Educated, middle-class Pakistanis are naturally defensive about the country in which they live. But despite efforts to disown undesired aspects of the past , thee is little to put in its place. This is of deep concern for many forward-thinking Pakistanis.
The British did a fine administrative job when they were here and are generally remembered with affection. "They obviously could not stay on, but quite frankly, we have yet to create anything that could be described as Pakistani in culture," observed a Pushtu university professor in Peshawar.
Vestiges of Britain's colonial influence abound. Both the military and administration are still basically organized along British lines. Officers continue to speak in British military jargon and eat in candle-lit dining rooms lined with traditional trophies and regimental plaques.
The civil service maintains English as its official language and uses the same administrative titles.
But the system has become aged and inefficiently overburdened with bureaucracy. "In many respects," said one longtime European resident, "society here has peaked.
"Management is disastrous, there is no real national pride, and there tends to be a sense of inferiority toward India and the West." Pakistan's defeat in three wars against India and its failure to establish institutional democracy are considered to be partially responsible for such attitudes.
Ziahs preoccupation with the Islamization of Pakistan's legal, educational, economic, and above all political way of life has been aimed not only at an attempt to gain popular support, but also at creating a more assertive feeling of national identity.
Critics, particularly among the middle class, feel that Zia has been imposing ideology for the sake of ideology. And that Islamization will not solve the country's basic economic and social problems. If anything, they maintain, it threatens to disrupt society even more.
The official enforcement of "zakat," a 2.5 percent expression of charity that traditionally had been voluntary, as well as the introduction of Islamic courts, has aroused considerable indignation among both the middle class and the largely illiterate peasant farmers.
There is fear that the imposition of a more Islamic curriculum in the schools will force Pakistan's already seriously deteriorated educational system even lower.
It is government policy, for example, to phase out English in favor of Urdu in the former Christian-run schools to which most middle-class families, including those of Army officers, prefer to send their children. Basic primary education, on the other hand, a vital instrument in combating Pakistan's 80 percent illiteracy, is criminally neglected, educators maintain.

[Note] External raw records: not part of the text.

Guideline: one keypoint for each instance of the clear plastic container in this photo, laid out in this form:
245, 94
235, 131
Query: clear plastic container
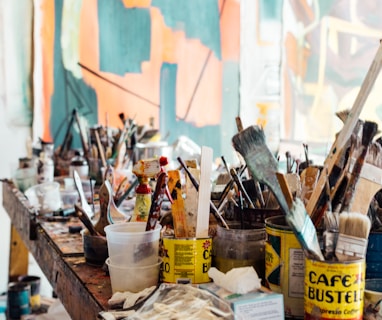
235, 248
129, 244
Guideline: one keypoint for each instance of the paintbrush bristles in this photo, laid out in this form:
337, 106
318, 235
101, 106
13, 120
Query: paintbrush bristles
250, 143
354, 224
245, 139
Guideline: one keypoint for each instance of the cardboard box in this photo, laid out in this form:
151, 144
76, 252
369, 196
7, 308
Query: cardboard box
256, 305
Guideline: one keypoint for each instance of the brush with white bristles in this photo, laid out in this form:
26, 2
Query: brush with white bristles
354, 229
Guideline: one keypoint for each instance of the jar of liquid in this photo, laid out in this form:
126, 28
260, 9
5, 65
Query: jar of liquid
45, 163
236, 247
79, 164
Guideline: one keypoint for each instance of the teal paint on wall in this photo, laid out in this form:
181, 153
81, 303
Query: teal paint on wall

"Present government policy makes little sense at all," maintained a Lahore lawyer. "English is a world language and anyone who wants to get anywhere in society must know it. Zia and the 'ulema' [religious scholars] seem determined to transform Pakistan into a nation of mediocrity."
The ban on alcohol, which existed prior to the Zia regime, has been tightened rigorously and has become one of the most obvious bones of contention among the middle class. Bootleg alcohol flows at private parties in the presence of senior government officials, police commissioners, and Army officers.

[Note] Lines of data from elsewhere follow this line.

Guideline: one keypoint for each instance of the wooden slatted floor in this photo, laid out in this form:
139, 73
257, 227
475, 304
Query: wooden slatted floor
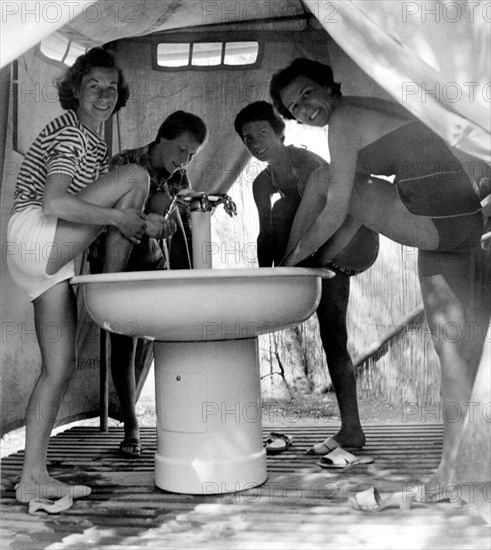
300, 506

But Zia could face serious problems through his increased officialization of religious practices. While visiting Pakistan during Ramadan, the fast period, this correspondent found all tea shops and restaurants shut by law to Muslims from sunrise to sunset. Anyone caught selling food in public was liable to a heavy fine.
Such state enforcement of Islamic traditions has rankled many. Thousands of middle-class Pakistanis left the country on vacation throughout the Ramadan period to escape the restrictions.
Even devout Muslims and supporters of Zia are angry. "Religion is a private matter. I don't want the government to tell me how to be a Muslim," a Karachi businessman remarked.